Hopefully that makes it clear why I okayed it.
alierak: (Default)

[personal profile] alierak 2010-06-30 03:35 am (UTC)(link)
In 5.10 IIRC we were no longer able to say 'please leave it alone', we had to say 'please temporarily treat it as a string of bytes, and then make me a copy that doesn't have the utf8 flag'. The semantics of encode_utf8 are something closer to 'make me a copy in Perl's utf8 encoding and return it as a sequence of bytes without the utf8 flag', which has the same result without being a kludge. I guess you could test it for a bunch of random byte sequences if you had to. The only differences I see are that we won't be making copies anymore when the original string doesn't have the utf8 flag, and we dropped compatibility for Perl < 5.8. Shrug.

That said, I think you missed the part where [personal profile] sophie wants us to stop managing it ourselves and actually use characters.

mark: A photo of Mark kneeling on top of the Taal Volcano in the Philippines. It was a long hike. (Default)

[staff profile] mark 2010-06-30 08:40 am (UTC)(link)
Thank you for the explanation!

The thing I was missing is that encode_utf8 chains to encode which munges the SVf_UTF8 flag to be off. It was also throwing me off the scent to see that we added a is_utf8 check -- confusing me, because that changes the semantics of the loop. Before it was 'unconditionally turn this off' now it's 'turn this off if the data is already valid utf8'.

If the user submits non-utf8 data, it seems like the behavior of this loop is going to change. This may not actually affect us, though, because we might be doing checks for valid input earlier on or later... but still, it just looks like we're changing how it operates.

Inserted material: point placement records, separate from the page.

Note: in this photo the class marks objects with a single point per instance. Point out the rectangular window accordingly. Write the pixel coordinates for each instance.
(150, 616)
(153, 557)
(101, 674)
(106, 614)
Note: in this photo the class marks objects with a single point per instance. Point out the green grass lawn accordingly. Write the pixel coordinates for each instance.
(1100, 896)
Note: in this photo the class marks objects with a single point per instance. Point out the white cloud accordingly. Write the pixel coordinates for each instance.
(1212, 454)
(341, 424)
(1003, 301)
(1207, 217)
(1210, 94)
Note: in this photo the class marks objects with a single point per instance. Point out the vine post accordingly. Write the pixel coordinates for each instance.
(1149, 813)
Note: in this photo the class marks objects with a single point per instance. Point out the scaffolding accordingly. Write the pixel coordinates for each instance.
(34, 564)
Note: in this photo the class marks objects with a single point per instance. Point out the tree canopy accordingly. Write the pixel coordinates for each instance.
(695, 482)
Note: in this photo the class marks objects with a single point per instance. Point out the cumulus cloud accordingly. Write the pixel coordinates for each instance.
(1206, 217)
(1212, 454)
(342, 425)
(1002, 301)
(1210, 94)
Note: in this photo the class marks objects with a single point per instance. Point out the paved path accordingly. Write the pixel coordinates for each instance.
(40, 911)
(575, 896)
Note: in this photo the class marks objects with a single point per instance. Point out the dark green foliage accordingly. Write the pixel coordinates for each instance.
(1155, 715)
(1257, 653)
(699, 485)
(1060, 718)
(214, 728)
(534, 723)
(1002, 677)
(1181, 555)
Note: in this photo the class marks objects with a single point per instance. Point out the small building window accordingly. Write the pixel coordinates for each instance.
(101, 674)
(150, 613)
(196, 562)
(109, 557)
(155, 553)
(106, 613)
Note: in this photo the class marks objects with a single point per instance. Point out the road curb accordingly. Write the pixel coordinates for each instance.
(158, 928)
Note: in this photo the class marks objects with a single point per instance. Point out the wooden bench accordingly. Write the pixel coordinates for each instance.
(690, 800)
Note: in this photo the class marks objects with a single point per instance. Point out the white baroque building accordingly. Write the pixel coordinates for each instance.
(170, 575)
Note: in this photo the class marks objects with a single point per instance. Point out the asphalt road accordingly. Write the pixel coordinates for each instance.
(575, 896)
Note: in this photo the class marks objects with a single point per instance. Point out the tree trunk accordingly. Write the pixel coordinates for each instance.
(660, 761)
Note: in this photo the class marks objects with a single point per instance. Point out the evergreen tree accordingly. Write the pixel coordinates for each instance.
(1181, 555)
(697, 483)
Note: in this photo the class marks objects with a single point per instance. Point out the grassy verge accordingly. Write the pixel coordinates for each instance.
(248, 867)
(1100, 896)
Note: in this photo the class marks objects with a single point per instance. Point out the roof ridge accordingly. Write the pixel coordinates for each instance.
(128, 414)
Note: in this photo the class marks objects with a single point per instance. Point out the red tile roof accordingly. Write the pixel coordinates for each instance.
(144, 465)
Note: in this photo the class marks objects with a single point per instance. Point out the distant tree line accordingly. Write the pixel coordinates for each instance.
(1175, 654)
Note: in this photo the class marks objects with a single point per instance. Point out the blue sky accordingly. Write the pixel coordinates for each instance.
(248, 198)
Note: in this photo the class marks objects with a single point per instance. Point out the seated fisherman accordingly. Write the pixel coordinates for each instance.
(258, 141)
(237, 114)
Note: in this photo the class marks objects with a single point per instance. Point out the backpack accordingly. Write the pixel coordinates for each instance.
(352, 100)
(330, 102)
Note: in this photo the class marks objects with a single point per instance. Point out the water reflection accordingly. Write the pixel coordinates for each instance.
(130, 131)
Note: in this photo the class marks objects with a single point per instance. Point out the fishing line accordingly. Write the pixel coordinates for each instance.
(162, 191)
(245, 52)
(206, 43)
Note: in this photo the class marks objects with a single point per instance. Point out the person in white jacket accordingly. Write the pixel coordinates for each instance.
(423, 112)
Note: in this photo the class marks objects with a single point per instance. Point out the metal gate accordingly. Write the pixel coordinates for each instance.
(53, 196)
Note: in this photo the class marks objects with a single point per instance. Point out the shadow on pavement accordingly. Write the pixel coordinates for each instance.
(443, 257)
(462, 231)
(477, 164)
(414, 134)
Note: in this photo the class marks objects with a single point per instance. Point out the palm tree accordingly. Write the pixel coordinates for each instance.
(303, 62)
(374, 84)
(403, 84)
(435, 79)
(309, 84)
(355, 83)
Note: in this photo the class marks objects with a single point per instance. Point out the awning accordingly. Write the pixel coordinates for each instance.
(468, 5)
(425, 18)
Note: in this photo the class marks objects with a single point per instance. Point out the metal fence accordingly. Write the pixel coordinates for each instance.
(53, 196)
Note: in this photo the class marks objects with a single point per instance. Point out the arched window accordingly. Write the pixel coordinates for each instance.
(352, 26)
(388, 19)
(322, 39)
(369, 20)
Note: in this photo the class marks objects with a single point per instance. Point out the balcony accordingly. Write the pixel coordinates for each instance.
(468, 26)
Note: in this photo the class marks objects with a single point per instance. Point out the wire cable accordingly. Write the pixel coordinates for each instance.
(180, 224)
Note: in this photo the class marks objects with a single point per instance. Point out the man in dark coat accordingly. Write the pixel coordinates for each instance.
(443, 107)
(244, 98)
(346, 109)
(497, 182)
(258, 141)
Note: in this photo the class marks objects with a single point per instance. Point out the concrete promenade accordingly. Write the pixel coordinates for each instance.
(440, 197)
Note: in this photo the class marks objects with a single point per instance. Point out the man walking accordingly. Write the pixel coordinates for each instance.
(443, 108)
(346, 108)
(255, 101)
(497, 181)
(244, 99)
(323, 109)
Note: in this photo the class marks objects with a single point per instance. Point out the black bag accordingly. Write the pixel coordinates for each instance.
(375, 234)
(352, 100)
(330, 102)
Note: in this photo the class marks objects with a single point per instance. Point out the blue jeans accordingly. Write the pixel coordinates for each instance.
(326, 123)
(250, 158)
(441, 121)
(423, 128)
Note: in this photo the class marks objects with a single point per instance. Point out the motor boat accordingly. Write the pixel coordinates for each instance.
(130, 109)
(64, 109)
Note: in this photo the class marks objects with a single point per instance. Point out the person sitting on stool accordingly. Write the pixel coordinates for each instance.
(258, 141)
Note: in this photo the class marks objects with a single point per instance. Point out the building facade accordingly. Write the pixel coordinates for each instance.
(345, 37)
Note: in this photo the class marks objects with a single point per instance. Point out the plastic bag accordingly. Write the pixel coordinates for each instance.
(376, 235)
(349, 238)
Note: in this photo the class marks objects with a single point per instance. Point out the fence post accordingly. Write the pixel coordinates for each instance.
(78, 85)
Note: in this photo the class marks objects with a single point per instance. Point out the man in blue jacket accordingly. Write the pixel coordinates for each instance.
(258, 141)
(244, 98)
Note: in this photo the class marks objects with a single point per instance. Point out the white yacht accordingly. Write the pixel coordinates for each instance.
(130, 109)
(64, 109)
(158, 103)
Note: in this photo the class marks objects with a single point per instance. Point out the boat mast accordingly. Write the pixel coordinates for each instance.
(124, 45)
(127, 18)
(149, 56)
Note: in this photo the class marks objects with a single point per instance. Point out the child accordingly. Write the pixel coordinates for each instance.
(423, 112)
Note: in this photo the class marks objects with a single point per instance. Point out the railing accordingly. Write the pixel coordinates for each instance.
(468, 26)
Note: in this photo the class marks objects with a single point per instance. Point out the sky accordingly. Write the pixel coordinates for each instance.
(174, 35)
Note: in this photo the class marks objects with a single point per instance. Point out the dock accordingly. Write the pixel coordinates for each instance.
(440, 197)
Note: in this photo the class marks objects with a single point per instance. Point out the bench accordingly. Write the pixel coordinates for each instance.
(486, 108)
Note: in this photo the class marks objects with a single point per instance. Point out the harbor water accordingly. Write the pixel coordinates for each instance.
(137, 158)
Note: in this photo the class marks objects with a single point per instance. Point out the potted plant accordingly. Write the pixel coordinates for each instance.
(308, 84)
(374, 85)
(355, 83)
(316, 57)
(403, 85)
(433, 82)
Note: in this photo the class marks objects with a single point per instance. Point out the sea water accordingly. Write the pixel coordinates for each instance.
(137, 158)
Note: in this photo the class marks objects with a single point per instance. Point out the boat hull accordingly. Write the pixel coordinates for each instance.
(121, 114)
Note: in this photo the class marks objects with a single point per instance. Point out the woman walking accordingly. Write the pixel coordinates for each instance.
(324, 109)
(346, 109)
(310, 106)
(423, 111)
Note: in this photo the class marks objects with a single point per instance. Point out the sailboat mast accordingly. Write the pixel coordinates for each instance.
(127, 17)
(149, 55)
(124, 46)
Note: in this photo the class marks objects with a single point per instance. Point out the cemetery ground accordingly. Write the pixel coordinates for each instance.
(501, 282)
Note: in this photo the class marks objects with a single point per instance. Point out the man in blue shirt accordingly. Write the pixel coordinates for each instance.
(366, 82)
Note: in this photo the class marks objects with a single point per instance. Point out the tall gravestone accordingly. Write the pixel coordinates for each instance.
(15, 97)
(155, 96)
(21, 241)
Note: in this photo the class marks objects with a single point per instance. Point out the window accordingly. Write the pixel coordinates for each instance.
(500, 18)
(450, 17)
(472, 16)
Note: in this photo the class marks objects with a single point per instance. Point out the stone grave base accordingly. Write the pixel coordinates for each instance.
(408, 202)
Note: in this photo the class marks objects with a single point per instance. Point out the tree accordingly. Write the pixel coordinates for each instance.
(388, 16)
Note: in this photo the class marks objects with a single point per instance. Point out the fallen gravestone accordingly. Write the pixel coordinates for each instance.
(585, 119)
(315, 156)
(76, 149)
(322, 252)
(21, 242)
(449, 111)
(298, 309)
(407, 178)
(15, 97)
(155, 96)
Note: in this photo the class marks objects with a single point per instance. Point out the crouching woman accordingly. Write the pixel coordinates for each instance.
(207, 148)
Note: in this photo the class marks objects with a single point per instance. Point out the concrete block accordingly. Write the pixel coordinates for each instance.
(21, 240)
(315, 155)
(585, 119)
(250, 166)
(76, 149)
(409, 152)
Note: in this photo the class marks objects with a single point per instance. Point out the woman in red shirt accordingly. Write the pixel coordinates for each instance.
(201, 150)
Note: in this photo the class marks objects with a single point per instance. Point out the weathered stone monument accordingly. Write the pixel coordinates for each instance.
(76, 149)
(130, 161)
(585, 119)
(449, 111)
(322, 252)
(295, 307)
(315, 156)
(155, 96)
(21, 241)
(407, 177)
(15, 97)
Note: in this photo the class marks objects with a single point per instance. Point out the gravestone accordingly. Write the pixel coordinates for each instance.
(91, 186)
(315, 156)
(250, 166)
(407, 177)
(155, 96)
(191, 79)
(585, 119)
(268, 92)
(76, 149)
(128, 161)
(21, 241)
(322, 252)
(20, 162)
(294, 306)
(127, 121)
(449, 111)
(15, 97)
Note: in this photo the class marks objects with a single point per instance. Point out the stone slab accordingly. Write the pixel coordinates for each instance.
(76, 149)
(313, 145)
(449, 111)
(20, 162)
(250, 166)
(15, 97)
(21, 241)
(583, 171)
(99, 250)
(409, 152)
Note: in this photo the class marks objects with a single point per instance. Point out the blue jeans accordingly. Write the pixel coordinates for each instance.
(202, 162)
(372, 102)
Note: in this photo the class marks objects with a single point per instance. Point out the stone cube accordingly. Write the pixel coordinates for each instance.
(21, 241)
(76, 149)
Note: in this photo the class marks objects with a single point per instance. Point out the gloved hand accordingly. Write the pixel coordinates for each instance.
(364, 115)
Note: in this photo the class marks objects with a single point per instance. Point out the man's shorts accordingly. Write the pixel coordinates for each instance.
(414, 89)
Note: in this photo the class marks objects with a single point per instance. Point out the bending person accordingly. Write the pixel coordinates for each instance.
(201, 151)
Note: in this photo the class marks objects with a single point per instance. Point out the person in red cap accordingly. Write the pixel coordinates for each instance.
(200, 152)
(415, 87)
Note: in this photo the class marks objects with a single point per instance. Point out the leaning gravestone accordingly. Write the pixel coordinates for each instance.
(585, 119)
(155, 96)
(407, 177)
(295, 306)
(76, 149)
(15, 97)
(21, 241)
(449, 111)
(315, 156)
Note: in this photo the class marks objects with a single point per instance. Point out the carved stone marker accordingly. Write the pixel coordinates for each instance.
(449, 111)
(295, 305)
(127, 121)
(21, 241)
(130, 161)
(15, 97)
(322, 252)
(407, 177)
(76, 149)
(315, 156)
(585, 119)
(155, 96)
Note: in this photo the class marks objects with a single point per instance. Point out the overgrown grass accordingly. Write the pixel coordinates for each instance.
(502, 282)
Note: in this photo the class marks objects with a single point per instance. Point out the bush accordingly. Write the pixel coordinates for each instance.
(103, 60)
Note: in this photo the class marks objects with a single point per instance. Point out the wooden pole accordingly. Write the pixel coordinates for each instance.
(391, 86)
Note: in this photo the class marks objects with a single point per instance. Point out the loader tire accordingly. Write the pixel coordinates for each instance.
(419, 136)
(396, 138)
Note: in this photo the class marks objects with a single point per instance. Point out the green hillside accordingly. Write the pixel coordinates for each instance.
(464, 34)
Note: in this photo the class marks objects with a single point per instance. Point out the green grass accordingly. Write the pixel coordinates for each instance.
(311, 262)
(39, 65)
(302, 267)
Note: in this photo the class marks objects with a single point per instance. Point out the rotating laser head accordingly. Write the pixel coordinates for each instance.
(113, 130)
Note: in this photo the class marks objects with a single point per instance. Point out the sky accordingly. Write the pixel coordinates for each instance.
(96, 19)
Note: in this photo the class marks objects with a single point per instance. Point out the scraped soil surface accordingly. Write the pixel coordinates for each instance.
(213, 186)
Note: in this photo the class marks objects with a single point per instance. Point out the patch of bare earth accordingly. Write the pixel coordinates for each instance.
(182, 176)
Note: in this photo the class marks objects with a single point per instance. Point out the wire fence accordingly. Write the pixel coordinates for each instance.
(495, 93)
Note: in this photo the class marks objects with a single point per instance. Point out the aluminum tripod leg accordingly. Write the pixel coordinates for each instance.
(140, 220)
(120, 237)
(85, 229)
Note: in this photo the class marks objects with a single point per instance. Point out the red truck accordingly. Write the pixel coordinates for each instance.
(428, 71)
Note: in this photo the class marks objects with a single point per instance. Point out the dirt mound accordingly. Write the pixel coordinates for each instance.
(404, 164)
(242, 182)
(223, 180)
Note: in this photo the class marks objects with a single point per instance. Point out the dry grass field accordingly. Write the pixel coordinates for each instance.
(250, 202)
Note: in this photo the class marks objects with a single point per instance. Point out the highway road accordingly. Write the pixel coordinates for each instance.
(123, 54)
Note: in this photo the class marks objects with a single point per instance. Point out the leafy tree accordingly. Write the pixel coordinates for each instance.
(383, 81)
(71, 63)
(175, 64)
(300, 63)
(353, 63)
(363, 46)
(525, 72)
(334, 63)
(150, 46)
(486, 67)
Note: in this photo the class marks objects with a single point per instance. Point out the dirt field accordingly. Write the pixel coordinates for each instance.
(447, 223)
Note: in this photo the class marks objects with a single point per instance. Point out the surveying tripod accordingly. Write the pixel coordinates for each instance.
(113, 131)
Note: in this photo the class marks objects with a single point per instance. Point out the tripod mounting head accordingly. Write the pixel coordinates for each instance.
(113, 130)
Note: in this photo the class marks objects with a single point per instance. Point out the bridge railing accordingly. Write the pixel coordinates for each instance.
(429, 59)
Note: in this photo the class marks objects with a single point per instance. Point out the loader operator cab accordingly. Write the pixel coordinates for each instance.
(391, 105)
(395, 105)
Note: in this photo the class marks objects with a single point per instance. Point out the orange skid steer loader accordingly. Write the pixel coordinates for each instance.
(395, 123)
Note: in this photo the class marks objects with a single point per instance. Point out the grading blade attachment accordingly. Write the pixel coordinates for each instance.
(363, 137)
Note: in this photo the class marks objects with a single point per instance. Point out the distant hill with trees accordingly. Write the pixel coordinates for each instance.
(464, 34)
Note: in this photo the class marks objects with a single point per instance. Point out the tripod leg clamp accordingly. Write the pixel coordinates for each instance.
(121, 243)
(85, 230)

I didn't miss that part -- and I totally agree. But this seems like a fairly random swap from one method of accomplishing the utf8 flag removal to another method, with an added bonus of being odd code ('each' instead of iterating over 'keys'?), not following the style guide, and apparently being semantically different (with the is_utf8 check thrown in).

I fully admit that I only spent about 20 minutes looking at it. But that's all the time I had, at which point I threw an exception and asked for help to try to understand what this is doing.
alierak: (Default)

[personal profile] alierak 2010-06-30 11:55 am (UTC)(link)
is_utf8 doesn't check validity per se, only the utf8 flag, so no that's not a big change. I think [personal profile] kareila said most of the weirdness came from the fact that it's an LJ patch (and I still don't understand why they needed a new way of stripping the utf8 flag instead of calling the existing function), but she has been encouraging people to use 'each' in DW.